If there is one issue that remains front and center in the corporate and enterprise world right now, cybersecurity has to be at the top of the list. Business should be booming for these cybersecurity stocks. The world data breaches, firewall breaches, data and identification theft and even cyber-ransom have grown and grown. Unfortunately, that has not led to a boom for the cybersecurity stocks.
FireEye Inc. (NASDAQ: FEYE) may find itself to be in the right place at the right time in this ironic state when cybersecurity is in high demand but cybersecurity stocks have floundered. FireEye has received two major analyst upgrades in less than a week. This stock is down significantly over the past year, but the picture is far worse from the high of the past two years and the past five years.
Thursday’s top analyst upgrades and downgrades included FireEye raised to Buy from Sell at Goldman Sachs. The firm raised its price target to $15 from $10, implying some 30% upside. A similar call was made earlier in the week by Merrill Lynch, when it raised that rating to Buy from Neutral, but its target was even more aggressive at $18.
Gabriela Borges of Goldman Sachs is quite bullish on FireEye’s Helix security platform. The analyst believes that this should address many of FireEye’s previous challenges, and it is expected to lower the total ownership costs by as little as one-third to as much as half.
Another benefit for FireEye after mixed guidance was that street expectations in 2017 product sales and billings have been reset with more realistic expectations. The company also has streamlined its marketing effort under a new head of sales. All of this is expected to lead to easier sales execution and to higher free cash flow.
Merrill Lynch’s implied upside was 68%, but that was compared to a prior $10.73 closing price. Needless to say, this has been a good week for FireEye shares. The firm believes the stock offers a unique buying opportunity, with significant upside potential over the next two years. It also cited ultra-low street expectations, a low valuation and a plethora of new solutions and a recent sales leadership refresh. In its report from earlier this week, Merrill Lynch said:
FireEye’s core value proposition is centered around having some of the most advanced threat intelligence that lends its value to three areas of innovation: dealing with network threats, strong position in endpoint protection and above all is the value of analytics and threat management.
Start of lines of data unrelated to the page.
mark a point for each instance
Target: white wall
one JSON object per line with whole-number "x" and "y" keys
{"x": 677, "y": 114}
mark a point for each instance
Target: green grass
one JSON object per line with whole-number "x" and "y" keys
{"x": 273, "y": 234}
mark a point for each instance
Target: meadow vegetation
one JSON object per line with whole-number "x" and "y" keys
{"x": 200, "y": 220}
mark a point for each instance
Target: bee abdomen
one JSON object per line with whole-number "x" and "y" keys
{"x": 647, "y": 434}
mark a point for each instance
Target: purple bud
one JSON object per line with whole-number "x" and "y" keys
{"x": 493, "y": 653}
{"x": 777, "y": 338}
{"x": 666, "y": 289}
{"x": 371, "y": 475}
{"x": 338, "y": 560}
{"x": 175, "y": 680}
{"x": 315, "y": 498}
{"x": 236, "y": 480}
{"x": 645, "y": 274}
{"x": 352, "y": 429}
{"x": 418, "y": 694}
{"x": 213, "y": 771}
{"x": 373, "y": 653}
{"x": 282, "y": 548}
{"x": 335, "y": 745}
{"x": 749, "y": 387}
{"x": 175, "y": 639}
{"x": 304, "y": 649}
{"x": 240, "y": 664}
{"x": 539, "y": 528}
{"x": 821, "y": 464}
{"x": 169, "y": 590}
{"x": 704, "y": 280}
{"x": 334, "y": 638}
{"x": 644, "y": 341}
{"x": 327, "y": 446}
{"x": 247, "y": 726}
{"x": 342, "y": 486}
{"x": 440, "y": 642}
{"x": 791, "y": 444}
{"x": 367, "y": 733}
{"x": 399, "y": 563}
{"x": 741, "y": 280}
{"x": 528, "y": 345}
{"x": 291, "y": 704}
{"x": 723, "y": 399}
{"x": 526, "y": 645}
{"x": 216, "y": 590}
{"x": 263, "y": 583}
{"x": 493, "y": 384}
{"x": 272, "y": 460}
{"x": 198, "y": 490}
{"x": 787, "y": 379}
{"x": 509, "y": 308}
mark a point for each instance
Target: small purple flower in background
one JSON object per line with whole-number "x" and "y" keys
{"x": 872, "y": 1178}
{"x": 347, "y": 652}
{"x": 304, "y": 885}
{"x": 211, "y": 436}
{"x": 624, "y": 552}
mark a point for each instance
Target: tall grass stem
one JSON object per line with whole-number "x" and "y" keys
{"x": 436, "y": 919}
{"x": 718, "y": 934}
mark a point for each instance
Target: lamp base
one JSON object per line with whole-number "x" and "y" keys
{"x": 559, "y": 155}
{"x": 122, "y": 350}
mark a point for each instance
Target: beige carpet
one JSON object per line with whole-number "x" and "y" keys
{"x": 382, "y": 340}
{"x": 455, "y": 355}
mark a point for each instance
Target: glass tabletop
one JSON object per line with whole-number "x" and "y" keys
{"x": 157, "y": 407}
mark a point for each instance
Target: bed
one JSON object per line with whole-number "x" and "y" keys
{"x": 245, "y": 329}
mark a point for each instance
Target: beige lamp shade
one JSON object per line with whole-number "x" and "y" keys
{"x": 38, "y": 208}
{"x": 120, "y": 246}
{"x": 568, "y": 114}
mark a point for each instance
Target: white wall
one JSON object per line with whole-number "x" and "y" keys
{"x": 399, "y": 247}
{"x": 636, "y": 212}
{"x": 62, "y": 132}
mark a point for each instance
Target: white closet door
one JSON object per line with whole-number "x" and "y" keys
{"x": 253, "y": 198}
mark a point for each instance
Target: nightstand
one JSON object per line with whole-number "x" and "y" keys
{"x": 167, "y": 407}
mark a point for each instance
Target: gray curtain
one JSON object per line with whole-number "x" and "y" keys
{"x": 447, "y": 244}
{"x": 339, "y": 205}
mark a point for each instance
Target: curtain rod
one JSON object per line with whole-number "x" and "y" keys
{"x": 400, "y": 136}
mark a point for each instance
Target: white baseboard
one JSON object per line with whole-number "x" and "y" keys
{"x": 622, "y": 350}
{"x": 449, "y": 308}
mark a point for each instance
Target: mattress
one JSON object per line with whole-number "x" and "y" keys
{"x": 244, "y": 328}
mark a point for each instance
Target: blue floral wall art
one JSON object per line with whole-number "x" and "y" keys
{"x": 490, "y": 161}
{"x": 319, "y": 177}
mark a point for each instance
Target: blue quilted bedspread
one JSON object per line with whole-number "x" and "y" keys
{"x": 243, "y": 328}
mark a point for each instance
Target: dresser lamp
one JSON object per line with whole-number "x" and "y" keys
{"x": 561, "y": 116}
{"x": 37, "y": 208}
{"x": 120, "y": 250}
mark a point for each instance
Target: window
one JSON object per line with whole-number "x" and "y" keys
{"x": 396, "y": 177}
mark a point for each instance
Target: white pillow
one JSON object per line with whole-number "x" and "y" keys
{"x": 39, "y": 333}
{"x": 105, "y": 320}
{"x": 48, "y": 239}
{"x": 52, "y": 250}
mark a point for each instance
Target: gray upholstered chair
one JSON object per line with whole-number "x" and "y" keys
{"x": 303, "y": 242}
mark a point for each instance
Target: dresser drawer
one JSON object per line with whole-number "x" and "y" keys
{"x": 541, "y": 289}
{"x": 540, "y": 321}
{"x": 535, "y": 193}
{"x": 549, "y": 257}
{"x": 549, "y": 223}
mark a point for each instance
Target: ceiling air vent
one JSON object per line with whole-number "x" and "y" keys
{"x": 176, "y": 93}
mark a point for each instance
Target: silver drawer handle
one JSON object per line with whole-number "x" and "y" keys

In addition, FireEye’s incident response and remediation service both stand on its own merits, yet also helps source new solution sales. We identify three key drivers for growth, serving as potential catalysts for the stock: There are 6000 appliances that are due a refresh, representing $200 million of market opportunity. New products: cloud MVX, Smart grid, Helix, enhancements to FireEye-as-a-Service and the next gen endpoints. Third, improvements to its go-to-market, recently adding new sales leadership, removing sales capacity constraints, and substantially reducing the channel partner conflict. We think the Street largely ignores management’s guidance for growth resumption in the second half of 2017, which is an opportunity for a positive surprise.
24/7 Wall St. likes to offer both sides of the coin when there are wildly bullish analyst calls. After all, analysts are not omniscient. and they are often just flat-out wrong in their assessments. Also, we wouldn’t want you thinking that we just believe an outcome will occur because one or two smart people say something.
FireEye was a $50 stock briefly in 2015 and it was at one time an $80 stock in 2014.
What investors should consider is that FireEye has a bad history of late when it comes to execution. Maybe the new initiatives will help, but sometimes it can take a long time to recapture investor confidence. Another consideration is that there are enough cybersecurity players out there that a win by one company often comes at the direct expense or loss of a rival.
Another issue worth considering is that FireEye is not profitable, so technically all of its existing business and onboarding of clients comes at a loss, even if the company manages to be cash-flow neutral or positive. Thomson Reuters does not have a consensus positive earnings year until 2019, when the company is expected to post $0.31 in per share on an adjusted basis. It is still expected to post a GAAP loss, at −$0.89 per share, in 2019.
Now you have heard both sides of the FireEye coin. Its shares were last seen up 8% at $12.42 on Thursday in midday trading. Its 52-week range is $10.35 to $18.73, and its consensus analyst price target is now $13.96. The company’s market cap of $2.2 billion compares to a 2017 consensus estimate from Thomson Reuters of almost $723 million in revenues — growing to $880 million in 2019.